Run shedding with asymmetric per-class parameters so that, under load, lower-priority classes yield capacity first and most, and released capacity is automatically re-allocated to still-active higher-priority classes.

The canonical realization pairs this pattern with AIMD (patterns/aimd-ingestion-rate-control) but the principle applies to any shedding mechanism:

  • Larger budget increases for high-priority classes. P1 recovers capacity faster than P3.
  • Smaller budget decreases for high-priority classes. P1 loses less than P3 on each congestion tick.
  • Shared congestion signal. All classes see the same "system is overloaded" decision; the asymmetry is in how they react.
  • No inter-class coordination. The emergent re-allocation comes from the arithmetic, not from explicit scheduling.

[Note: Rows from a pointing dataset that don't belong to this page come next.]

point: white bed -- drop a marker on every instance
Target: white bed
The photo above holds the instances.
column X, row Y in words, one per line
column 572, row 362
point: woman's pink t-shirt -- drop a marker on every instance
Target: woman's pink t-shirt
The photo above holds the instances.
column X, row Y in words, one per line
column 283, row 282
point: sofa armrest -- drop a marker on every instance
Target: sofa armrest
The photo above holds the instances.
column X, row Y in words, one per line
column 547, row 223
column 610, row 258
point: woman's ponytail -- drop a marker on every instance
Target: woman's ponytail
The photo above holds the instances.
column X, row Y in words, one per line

Coefficient table (canonical Zalando instance)

From the 2024 Zalando communications-platform post (Source: sources/2024-04-22-zalando-enhancing-distributed-system-load-shedding-with-tcp-congestion-control-algorithm):

Priority Additive increase Multiplicative decrease
P1 (critical: order confirmations) + 15 × 0.80 (−20%)
P2 (normal) + 10 × 0.60 (−40%)
P3 (bulk: commercial messages) + 5 × 0.40 (−60%)

Reading the rows:

  • On a not-congested tick: P1 climbs 3× faster than P3.
  • On a congested tick: P3 loses 60% of its rate while P1 loses 20%.

Over a load episode with alternating ticks, the gap widens monotonically: P1 hovers near pre-episode throughput while P3 collapses to a small fraction of it. When the load episode clears, P3 recovers slowly while P1 is already running at near-max.

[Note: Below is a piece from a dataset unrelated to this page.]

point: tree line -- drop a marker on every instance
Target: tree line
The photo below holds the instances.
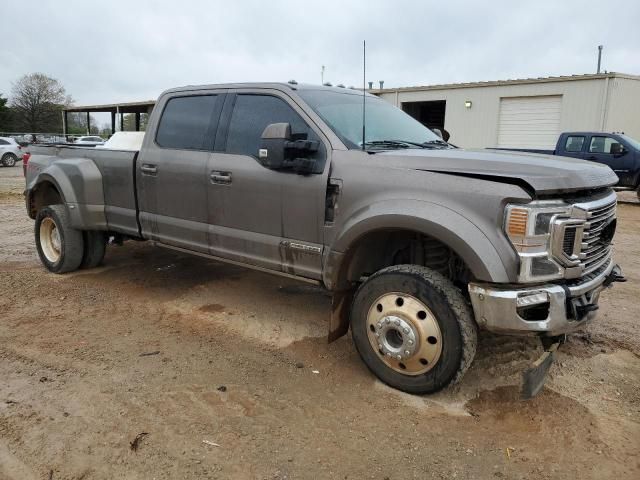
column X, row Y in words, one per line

Why the arithmetic re-allocates capacity

The system has a shared physical capacity (downstream throughput). When P3's rate shrinks by 60%, the capacity it released doesn't sit idle — the additive-increase probes of still-large P1 classes claim it on the next not-congested tick. Over a few tick cycles:

Initial (fair) :   P1 = 100, P2 = 100, P3 = 100
After some congestion ticks:
                   P1 ≈ 80,  P2 ≈ 40,  P3 ≈ 20
Total capacity is still ≈140 (was ≈300); the split is now
~57/29/14 instead of 33/33/33.

The system has converted the fairness property of AIMD into a priority-weighted allocation, deliberately breaking fairness because the business doesn't want fairness here.

Prerequisites

  • A defined priority taxonomy. Discrete classes (typically 3-5), not continuous priorities — the coefficient table becomes unwieldy beyond that. Per-event-type priority assignment maintained by the domain team that owns the event type.
  • A shared congestion signal at the shedding point.
  • A per-class rate/budget state variable the shedder can mutate independently.
  • Per-class floors and ceilings. Otherwise:
  • P3 can collapse to 0 and never recover (starvation).
  • P1 can grow unboundedly during calm periods and starve P2/P3 once a load episode clears.

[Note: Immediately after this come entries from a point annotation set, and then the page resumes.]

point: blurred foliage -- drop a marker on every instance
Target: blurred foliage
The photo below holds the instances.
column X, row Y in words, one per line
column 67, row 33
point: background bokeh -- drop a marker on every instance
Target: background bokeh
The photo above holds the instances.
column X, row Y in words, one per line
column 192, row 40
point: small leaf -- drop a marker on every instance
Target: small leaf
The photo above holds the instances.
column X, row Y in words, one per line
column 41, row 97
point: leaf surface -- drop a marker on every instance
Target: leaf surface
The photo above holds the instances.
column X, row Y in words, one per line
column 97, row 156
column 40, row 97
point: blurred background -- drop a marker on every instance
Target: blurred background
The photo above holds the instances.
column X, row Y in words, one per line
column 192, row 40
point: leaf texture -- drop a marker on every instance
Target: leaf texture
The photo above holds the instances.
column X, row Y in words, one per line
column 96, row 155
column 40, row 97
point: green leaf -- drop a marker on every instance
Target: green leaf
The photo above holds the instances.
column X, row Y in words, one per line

Coefficient-table design guidance

  • Ratio, not absolute magnitude. Doubling all additive constants is roughly equivalent to halving the tick frequency. What matters is the relative magnitudes across classes.
  • Ratios that don't collapse quickly. If P1's decrease is 0.95 and P3's is 0.10, the gap between them after one congestion tick is already an order of magnitude — probably too sharp. Zalando's 0.8 / 0.6 / 0.4 is a gentler factor-of-2-ish progression.
  • Asymmetric between increase and decrease sides. The increase side is probing (small steps); the decrease side is reacting (large steps). Zalando's table has P1-decrease at 0.8 while P1-increase at +15 — the decrease is more aggressive per tick than the increase. Standard AIMD property.

Anti-patterns

  • Strict priority scheduling. Always admit P1, then P2, then P3 until capacity exhausted, never mixing. Starves lower classes completely and produces sharp cliffs at the capacity boundary. Priority-differentiated shedding is the soft priority — classes share capacity, weighted.
  • Per-request priority override. "Tag this marketing push as P1 just this once." Defeats the priority system; priority should be per-event-type, not per-event.
  • Priority inflation. If everything becomes P1, the table does nothing. The canonical defence is operational review of priority assignments and floor/ceiling enforcement per class.

Seen in

Last updated · 550 distilled / 1,221 read